Estimating and Comparing the Levelized Cost ($/ton CO2e) of Greenhouse Gas Emissions Reductions Associated with Four Different Approaches to Developing and Managing Forest Carbon Sequestration Projects


A. Diamant *


Electric utilities can implement a variety of strategies to offset their greenhouse gas emissions. One strategy that has received considerable attention is forest carbon sequestration. In recent years a number of electric utilities have invested in pilot forest carbon sequestration projects both here in the U.S. and internationally. While forest carbon sequestration appears to be a potentially low-cost way to offset GHG emissions from electric utilities, electric companies continue to wrestle with how to analyze these kinds of projects from a financial analysis perspective, and how to compare different approaches that can be used to implement these projects.

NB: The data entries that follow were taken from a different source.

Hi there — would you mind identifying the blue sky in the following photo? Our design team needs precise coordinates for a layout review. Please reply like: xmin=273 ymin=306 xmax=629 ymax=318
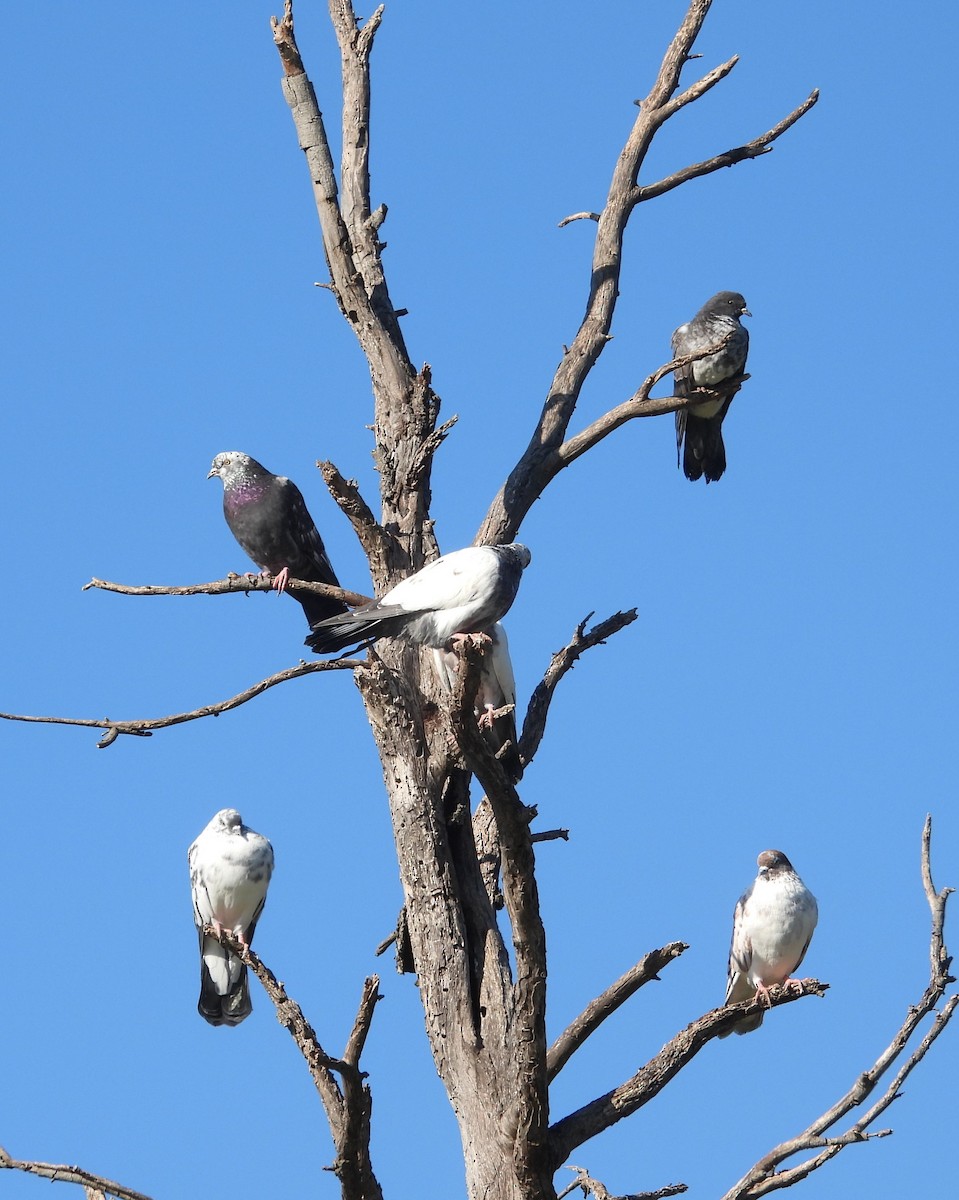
xmin=0 ymin=0 xmax=959 ymax=1200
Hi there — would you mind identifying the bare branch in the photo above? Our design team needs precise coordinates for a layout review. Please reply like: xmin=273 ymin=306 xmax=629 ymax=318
xmin=277 ymin=0 xmax=439 ymax=568
xmin=723 ymin=817 xmax=959 ymax=1200
xmin=520 ymin=608 xmax=637 ymax=763
xmin=450 ymin=637 xmax=551 ymax=1195
xmin=546 ymin=942 xmax=689 ymax=1082
xmin=559 ymin=343 xmax=749 ymax=470
xmin=343 ymin=976 xmax=383 ymax=1067
xmin=0 ymin=659 xmax=362 ymax=750
xmin=475 ymin=0 xmax=816 ymax=545
xmin=659 ymin=54 xmax=739 ymax=124
xmin=216 ymin=925 xmax=383 ymax=1200
xmin=317 ymin=461 xmax=392 ymax=576
xmin=630 ymin=89 xmax=819 ymax=205
xmin=556 ymin=1164 xmax=689 ymax=1200
xmin=0 ymin=1146 xmax=150 ymax=1200
xmin=270 ymin=0 xmax=304 ymax=76
xmin=557 ymin=212 xmax=599 ymax=229
xmin=80 ymin=571 xmax=371 ymax=606
xmin=550 ymin=979 xmax=829 ymax=1166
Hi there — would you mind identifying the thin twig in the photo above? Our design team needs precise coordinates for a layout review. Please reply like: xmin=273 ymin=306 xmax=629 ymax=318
xmin=546 ymin=942 xmax=689 ymax=1082
xmin=216 ymin=925 xmax=382 ymax=1200
xmin=556 ymin=1163 xmax=689 ymax=1200
xmin=723 ymin=816 xmax=959 ymax=1200
xmin=80 ymin=571 xmax=371 ymax=605
xmin=0 ymin=1146 xmax=150 ymax=1200
xmin=520 ymin=608 xmax=637 ymax=763
xmin=550 ymin=979 xmax=829 ymax=1166
xmin=0 ymin=659 xmax=362 ymax=750
xmin=629 ymin=89 xmax=819 ymax=205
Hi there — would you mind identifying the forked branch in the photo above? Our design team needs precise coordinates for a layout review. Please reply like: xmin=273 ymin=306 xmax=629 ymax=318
xmin=0 ymin=1146 xmax=150 ymax=1200
xmin=476 ymin=0 xmax=817 ymax=544
xmin=550 ymin=979 xmax=829 ymax=1168
xmin=723 ymin=817 xmax=959 ymax=1200
xmin=556 ymin=1164 xmax=689 ymax=1200
xmin=216 ymin=925 xmax=383 ymax=1200
xmin=520 ymin=608 xmax=637 ymax=763
xmin=83 ymin=572 xmax=371 ymax=605
xmin=0 ymin=659 xmax=362 ymax=750
xmin=546 ymin=942 xmax=689 ymax=1082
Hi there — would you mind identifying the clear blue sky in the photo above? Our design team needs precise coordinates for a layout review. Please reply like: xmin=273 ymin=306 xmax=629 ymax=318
xmin=0 ymin=0 xmax=959 ymax=1200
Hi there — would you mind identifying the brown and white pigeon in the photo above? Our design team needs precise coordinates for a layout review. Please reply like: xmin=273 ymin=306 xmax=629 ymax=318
xmin=719 ymin=850 xmax=819 ymax=1038
xmin=672 ymin=292 xmax=751 ymax=484
xmin=187 ymin=809 xmax=274 ymax=1025
xmin=306 ymin=541 xmax=531 ymax=654
xmin=206 ymin=450 xmax=349 ymax=625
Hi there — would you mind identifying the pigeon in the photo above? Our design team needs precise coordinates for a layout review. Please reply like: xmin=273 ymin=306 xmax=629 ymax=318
xmin=187 ymin=809 xmax=272 ymax=1025
xmin=719 ymin=850 xmax=819 ymax=1038
xmin=433 ymin=622 xmax=523 ymax=784
xmin=672 ymin=292 xmax=753 ymax=484
xmin=306 ymin=541 xmax=531 ymax=654
xmin=206 ymin=450 xmax=348 ymax=626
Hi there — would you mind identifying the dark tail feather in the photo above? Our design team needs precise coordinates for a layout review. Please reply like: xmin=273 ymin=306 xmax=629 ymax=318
xmin=197 ymin=962 xmax=253 ymax=1025
xmin=306 ymin=611 xmax=415 ymax=654
xmin=683 ymin=413 xmax=726 ymax=484
xmin=294 ymin=588 xmax=349 ymax=629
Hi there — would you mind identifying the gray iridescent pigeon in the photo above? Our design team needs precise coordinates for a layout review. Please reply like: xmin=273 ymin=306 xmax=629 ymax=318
xmin=187 ymin=809 xmax=272 ymax=1025
xmin=719 ymin=850 xmax=819 ymax=1038
xmin=433 ymin=622 xmax=523 ymax=784
xmin=672 ymin=292 xmax=751 ymax=484
xmin=306 ymin=541 xmax=531 ymax=654
xmin=206 ymin=450 xmax=348 ymax=625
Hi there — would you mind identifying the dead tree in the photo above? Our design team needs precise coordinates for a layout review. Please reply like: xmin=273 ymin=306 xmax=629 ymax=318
xmin=0 ymin=0 xmax=957 ymax=1200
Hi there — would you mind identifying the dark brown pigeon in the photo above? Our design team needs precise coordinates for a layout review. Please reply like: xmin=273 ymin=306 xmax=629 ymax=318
xmin=206 ymin=450 xmax=349 ymax=626
xmin=672 ymin=292 xmax=751 ymax=484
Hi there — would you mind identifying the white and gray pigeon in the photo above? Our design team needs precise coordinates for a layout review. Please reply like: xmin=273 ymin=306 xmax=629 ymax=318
xmin=719 ymin=850 xmax=819 ymax=1038
xmin=187 ymin=809 xmax=272 ymax=1025
xmin=433 ymin=622 xmax=523 ymax=784
xmin=206 ymin=450 xmax=348 ymax=625
xmin=306 ymin=541 xmax=531 ymax=654
xmin=672 ymin=292 xmax=751 ymax=484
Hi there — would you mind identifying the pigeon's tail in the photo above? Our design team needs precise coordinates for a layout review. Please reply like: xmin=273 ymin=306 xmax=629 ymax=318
xmin=719 ymin=1013 xmax=763 ymax=1038
xmin=294 ymin=588 xmax=349 ymax=629
xmin=683 ymin=413 xmax=726 ymax=484
xmin=306 ymin=607 xmax=416 ymax=654
xmin=483 ymin=713 xmax=523 ymax=784
xmin=197 ymin=937 xmax=253 ymax=1025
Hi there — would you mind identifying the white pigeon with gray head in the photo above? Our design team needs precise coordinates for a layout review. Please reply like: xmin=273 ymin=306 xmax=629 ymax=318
xmin=719 ymin=850 xmax=819 ymax=1038
xmin=672 ymin=292 xmax=751 ymax=484
xmin=187 ymin=809 xmax=274 ymax=1025
xmin=433 ymin=622 xmax=523 ymax=784
xmin=306 ymin=541 xmax=531 ymax=654
xmin=206 ymin=450 xmax=348 ymax=626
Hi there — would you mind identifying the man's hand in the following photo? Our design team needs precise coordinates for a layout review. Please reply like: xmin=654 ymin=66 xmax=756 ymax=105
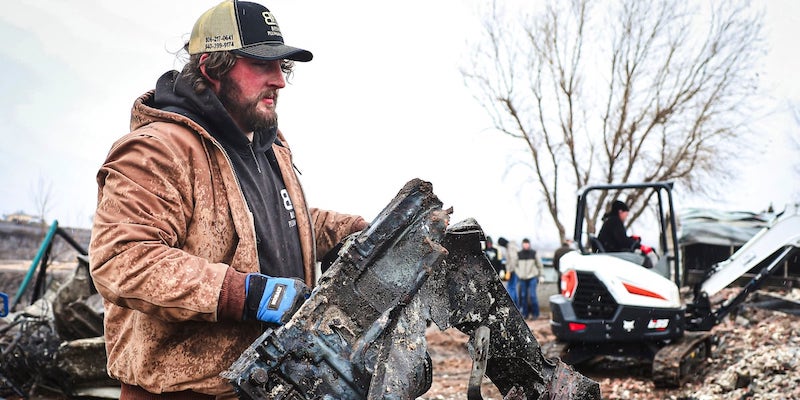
xmin=244 ymin=273 xmax=310 ymax=325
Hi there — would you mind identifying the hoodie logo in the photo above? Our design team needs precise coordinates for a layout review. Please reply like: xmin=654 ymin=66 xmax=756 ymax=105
xmin=281 ymin=189 xmax=297 ymax=228
xmin=622 ymin=320 xmax=636 ymax=332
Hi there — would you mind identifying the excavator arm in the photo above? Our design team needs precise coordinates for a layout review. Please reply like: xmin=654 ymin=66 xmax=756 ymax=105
xmin=687 ymin=203 xmax=800 ymax=331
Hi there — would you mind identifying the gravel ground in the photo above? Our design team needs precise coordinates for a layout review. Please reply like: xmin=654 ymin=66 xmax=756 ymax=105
xmin=420 ymin=289 xmax=800 ymax=400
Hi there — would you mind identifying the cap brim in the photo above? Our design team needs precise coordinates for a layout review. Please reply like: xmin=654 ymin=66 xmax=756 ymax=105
xmin=233 ymin=43 xmax=314 ymax=62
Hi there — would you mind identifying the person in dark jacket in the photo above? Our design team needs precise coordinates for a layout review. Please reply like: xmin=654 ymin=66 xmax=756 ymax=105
xmin=597 ymin=200 xmax=653 ymax=265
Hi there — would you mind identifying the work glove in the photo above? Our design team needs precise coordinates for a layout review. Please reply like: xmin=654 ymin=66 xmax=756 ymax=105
xmin=244 ymin=273 xmax=310 ymax=325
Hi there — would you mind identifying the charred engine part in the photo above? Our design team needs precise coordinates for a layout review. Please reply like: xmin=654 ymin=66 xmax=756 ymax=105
xmin=0 ymin=256 xmax=119 ymax=398
xmin=223 ymin=180 xmax=600 ymax=399
xmin=223 ymin=180 xmax=449 ymax=399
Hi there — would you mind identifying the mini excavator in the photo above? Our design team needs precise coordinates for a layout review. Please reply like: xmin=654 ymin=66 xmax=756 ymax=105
xmin=543 ymin=182 xmax=800 ymax=387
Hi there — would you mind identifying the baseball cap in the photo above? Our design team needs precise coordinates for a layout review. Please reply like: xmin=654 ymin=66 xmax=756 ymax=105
xmin=189 ymin=0 xmax=314 ymax=61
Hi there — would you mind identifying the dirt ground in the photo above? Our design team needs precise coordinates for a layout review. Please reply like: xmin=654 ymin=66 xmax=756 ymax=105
xmin=2 ymin=263 xmax=800 ymax=400
xmin=420 ymin=289 xmax=800 ymax=400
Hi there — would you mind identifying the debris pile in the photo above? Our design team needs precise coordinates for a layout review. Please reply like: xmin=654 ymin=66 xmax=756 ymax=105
xmin=421 ymin=289 xmax=800 ymax=400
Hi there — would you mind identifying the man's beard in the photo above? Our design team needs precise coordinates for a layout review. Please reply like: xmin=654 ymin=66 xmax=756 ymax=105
xmin=218 ymin=74 xmax=278 ymax=132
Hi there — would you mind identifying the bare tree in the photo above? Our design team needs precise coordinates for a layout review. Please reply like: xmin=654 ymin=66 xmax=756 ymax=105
xmin=461 ymin=0 xmax=764 ymax=239
xmin=31 ymin=175 xmax=53 ymax=227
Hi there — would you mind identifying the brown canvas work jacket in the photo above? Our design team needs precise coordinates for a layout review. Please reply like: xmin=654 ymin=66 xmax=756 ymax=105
xmin=90 ymin=91 xmax=363 ymax=395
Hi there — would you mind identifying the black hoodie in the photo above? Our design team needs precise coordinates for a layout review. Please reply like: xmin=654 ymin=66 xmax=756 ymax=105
xmin=148 ymin=71 xmax=304 ymax=279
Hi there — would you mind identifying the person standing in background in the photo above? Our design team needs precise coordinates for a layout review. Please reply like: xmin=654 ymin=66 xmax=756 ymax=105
xmin=517 ymin=238 xmax=544 ymax=319
xmin=483 ymin=236 xmax=504 ymax=274
xmin=497 ymin=237 xmax=521 ymax=312
xmin=89 ymin=1 xmax=368 ymax=400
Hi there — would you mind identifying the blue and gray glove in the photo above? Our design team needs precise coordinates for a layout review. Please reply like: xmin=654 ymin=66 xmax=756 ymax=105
xmin=244 ymin=273 xmax=310 ymax=325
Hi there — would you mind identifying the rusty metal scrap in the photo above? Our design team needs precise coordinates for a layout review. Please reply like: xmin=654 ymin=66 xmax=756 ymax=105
xmin=223 ymin=180 xmax=600 ymax=399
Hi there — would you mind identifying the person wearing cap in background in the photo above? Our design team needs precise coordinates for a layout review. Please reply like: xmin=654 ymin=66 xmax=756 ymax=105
xmin=597 ymin=200 xmax=653 ymax=264
xmin=90 ymin=1 xmax=368 ymax=399
xmin=517 ymin=238 xmax=544 ymax=319
xmin=497 ymin=237 xmax=520 ymax=309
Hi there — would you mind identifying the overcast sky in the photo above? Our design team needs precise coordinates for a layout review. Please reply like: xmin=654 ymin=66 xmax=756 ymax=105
xmin=0 ymin=0 xmax=800 ymax=248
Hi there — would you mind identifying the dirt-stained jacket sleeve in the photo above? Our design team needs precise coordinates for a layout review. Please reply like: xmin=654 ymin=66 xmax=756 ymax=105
xmin=90 ymin=129 xmax=245 ymax=321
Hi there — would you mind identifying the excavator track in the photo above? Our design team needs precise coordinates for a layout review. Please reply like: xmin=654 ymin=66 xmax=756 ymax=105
xmin=653 ymin=332 xmax=713 ymax=387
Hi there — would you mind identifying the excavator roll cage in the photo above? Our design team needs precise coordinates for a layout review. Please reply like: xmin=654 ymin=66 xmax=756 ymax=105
xmin=573 ymin=181 xmax=682 ymax=287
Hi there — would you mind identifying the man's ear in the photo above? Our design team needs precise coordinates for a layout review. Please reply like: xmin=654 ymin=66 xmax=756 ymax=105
xmin=200 ymin=53 xmax=219 ymax=93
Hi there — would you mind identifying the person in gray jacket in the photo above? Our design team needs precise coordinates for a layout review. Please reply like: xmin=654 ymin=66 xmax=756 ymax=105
xmin=517 ymin=238 xmax=544 ymax=319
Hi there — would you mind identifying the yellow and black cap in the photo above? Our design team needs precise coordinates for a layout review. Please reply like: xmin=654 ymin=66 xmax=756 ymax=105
xmin=189 ymin=0 xmax=314 ymax=61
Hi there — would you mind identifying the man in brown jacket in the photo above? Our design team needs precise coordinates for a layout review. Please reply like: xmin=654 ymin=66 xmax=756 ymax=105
xmin=90 ymin=0 xmax=367 ymax=399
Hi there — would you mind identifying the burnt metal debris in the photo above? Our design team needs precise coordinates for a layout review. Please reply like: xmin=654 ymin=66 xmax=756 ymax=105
xmin=0 ymin=179 xmax=600 ymax=399
xmin=223 ymin=179 xmax=600 ymax=399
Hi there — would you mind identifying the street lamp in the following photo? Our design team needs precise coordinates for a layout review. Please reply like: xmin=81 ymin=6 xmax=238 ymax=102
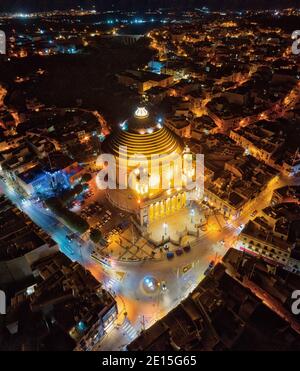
xmin=190 ymin=209 xmax=195 ymax=224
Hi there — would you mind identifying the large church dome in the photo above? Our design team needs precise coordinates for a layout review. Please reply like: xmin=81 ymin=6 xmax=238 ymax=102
xmin=102 ymin=106 xmax=183 ymax=158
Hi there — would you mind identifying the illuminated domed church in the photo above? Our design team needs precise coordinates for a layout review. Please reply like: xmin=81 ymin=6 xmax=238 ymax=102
xmin=102 ymin=106 xmax=198 ymax=227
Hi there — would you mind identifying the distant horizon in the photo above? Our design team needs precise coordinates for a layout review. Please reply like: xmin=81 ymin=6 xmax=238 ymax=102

The Electric Power Research Institute (EPRI) has attempted to address these issues by developing a new, “real-options”-enabled computer simulation model that is designed to estimate the levelized cost ($/ton CO2e) of GHG emissions reductions associated with four different approaches electric utilities and others can use to contract for and manage forest carbon sequestration projects. EPRI\'s new Greenhouse Gas Emissions Reduction Cost Analysis Model (GHG-CAM v1.1) uses an advanced discounted cash flow (DCF) analysis methodology to evaluate the revenues, costs and expected after-tax gross margins expected to flow from investments that could be made by an electric utility company in different kinds of GHG emissions reduction projects, including forest carbon sequestration. The GHG-CAM model incorporates sophisticated statistcal and economic analysis tools, including Monte Carlo simulation, real-options analysis, and decision analysis methods that make it possible to explicitly incorporate risk, statistical uncertainty and contingent decision making into the analysis of specific GHG emissions abatement strategies such as forest carbon sequestration.